Poche ma memorabili le comparsate dell’uomo primitivo alla televisione o sul grande schermo. Poche per la difficoltà di costruire una trama avvincente senza poter attingere alle possibilità espressive del dialogo

Poche ma memorabili le comparsate dell’uomo primitivo alla televisione o sul grande schermo. Poche per la difficoltà di costruire una trama avvincente senza poter attingere alle possibilità espressive del dialogo. Memorabili perché ogni uomo primitivo che ha calcato le scene ha lasciato un’impronta nell’immaginario filmico contemporaneo. Era il 1968 quando di fronte alle platee attonite di tutto il mondo, Stanley Kubrick decideva di portare sullo schermo una saga preistorica come introduzione a uno dei suoi più grandi capolavori: ”2001 Odissea nello Spazio”. Kubrick riuscì a rappresentare filmicamente il momento in cui l’uomo delle caverne scoprì l’autocoscienza, gettando il sasso nello stagno dell’evoluzione culturale e tecnologica.
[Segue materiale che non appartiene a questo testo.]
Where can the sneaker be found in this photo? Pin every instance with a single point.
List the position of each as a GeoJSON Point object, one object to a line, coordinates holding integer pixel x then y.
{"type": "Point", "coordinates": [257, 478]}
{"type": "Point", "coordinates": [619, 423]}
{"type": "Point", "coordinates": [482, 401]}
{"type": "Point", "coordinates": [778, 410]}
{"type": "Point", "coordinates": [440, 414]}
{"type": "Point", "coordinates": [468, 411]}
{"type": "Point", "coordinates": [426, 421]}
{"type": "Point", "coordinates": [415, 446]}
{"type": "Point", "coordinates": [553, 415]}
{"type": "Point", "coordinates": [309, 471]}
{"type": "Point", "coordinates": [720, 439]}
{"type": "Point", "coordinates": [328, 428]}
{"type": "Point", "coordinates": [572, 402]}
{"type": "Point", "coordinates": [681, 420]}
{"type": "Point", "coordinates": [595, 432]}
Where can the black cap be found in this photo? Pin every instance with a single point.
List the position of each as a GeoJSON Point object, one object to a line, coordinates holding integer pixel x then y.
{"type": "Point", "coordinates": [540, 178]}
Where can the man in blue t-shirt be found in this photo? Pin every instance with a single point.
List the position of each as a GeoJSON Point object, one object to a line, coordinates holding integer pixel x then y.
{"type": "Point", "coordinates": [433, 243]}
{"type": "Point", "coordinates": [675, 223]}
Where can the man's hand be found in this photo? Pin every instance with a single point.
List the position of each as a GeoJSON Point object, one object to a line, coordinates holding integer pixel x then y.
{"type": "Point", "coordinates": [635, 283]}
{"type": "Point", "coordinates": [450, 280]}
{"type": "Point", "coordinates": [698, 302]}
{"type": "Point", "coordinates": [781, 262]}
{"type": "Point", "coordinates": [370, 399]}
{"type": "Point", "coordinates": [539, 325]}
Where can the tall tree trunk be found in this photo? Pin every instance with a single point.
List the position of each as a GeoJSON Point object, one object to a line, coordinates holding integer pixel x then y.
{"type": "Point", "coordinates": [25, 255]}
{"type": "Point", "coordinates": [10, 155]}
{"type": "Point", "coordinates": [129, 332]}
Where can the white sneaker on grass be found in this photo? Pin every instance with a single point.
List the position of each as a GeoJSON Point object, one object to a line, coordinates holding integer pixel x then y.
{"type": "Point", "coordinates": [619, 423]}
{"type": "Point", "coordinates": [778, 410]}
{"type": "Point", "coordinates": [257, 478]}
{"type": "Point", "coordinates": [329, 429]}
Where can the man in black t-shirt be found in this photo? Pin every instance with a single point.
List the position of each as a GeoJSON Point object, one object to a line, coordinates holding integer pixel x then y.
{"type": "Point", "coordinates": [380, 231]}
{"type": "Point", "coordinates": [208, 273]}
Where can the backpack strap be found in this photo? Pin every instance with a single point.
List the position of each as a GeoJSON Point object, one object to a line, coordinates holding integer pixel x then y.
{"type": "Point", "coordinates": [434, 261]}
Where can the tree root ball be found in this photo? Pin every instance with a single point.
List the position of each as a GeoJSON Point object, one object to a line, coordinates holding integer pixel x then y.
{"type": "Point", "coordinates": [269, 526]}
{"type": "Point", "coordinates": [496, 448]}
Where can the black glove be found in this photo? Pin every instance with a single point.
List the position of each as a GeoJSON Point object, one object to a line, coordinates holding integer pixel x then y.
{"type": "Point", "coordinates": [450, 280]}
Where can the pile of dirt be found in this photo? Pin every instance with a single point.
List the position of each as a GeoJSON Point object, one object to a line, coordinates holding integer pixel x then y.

Una sequenza indimenticabile sottolineata dalle note di ”Così parlò Zarathustra” di R. Strauss. Coraggioso, anche se per cinefili, il tentativo di Jean-Jacques Annaud di descrivere cinematograficamente, con ’La guerra del fuoco” (1980), la vita quotidiana di ominidi dell’età della pietra: un insuperato tentativo di mescolare narrazione cinematografica e attendibilità scientifica. Campioni di disimpegno e di incassi, invece, i due film della serie ”Flintstones”, tratti dall’omonimo cartoon noto in Italia come ”Gli antenati”. Sul grande schermo le avventure di Fred e Wilma Flintstone, con gli inseparabili amici Barney e Betty, hanno sbancato i botteghini, sia nel primo episodio (’I Flintstones”, del 1994) sia nel secondo (’Viva Rock Vegas” del 2000). Ma anche la serie cartoon per la tv non fu da meno. Dal 1960 al 1966 le creature del cartoonist Dan Gordon intrattennero milioni di persone, sia in Usa che in Europa, con una vera e propria sit-com animata, ambientata nell’età della pietra.